The Financial Conduct Authority (FCA) said on Thursday that CB Payments Limited (CBPL), a gateway for customers to trade cryptoassets within the global Coinbase Group, voluntarily agreed in October 2020 to make improvements to its financial crime controls after a visit by the watchdog.
The agreement stipulated that CBPL could not accept new high-risk customers until the issues were addressed. The company, however, took on or provided e-money services to 13,416 such customers with nearly a third depositing a total of $24.9 million, the FCA said.
This money was used to execute multiple cryptoasset transactions via other Coinbase entities, totalling about $226 million, the watchdog said, adding that repeated breaches of the voluntary agreement went undiscovered for almost two years.
"CBPL's controls had significant weaknesses and the FCA told it so, which is why the requirements were needed.
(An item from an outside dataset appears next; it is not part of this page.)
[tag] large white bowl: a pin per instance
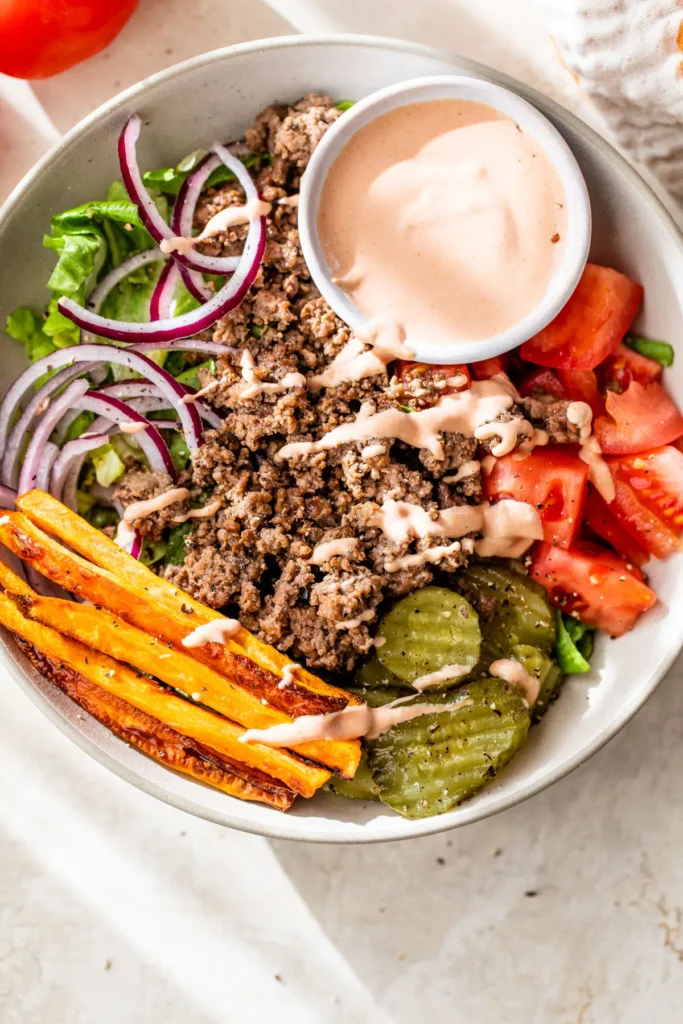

CBPL, however, repeatedly breached those requirements," Therese Chambers, joint executive director of enforcement at the FCA, said on Thursday.
CBPL will pay a 3.5 million pound ($4.5 million) fine after qualifying for a 30% discount by agreeing to resolve the case.
"We welcome regulation and are dedicated to working proactively and closely with the most sophisticated financial regulators in the world, including the FCA, to ensure we offer the most compliant, trusted and secure platform for our customers," Coinbase said on Thursday.
Kate Gee, a crypto litigation lawyer at Signature Litigation, said the first fine of its kind was a warning for firms to take financial crime controls very seriously.
"Firms that do not do enough to protect against financial crime and who fail to comply with operational restrictions in place will face scrutiny and enforcement action," Gee said.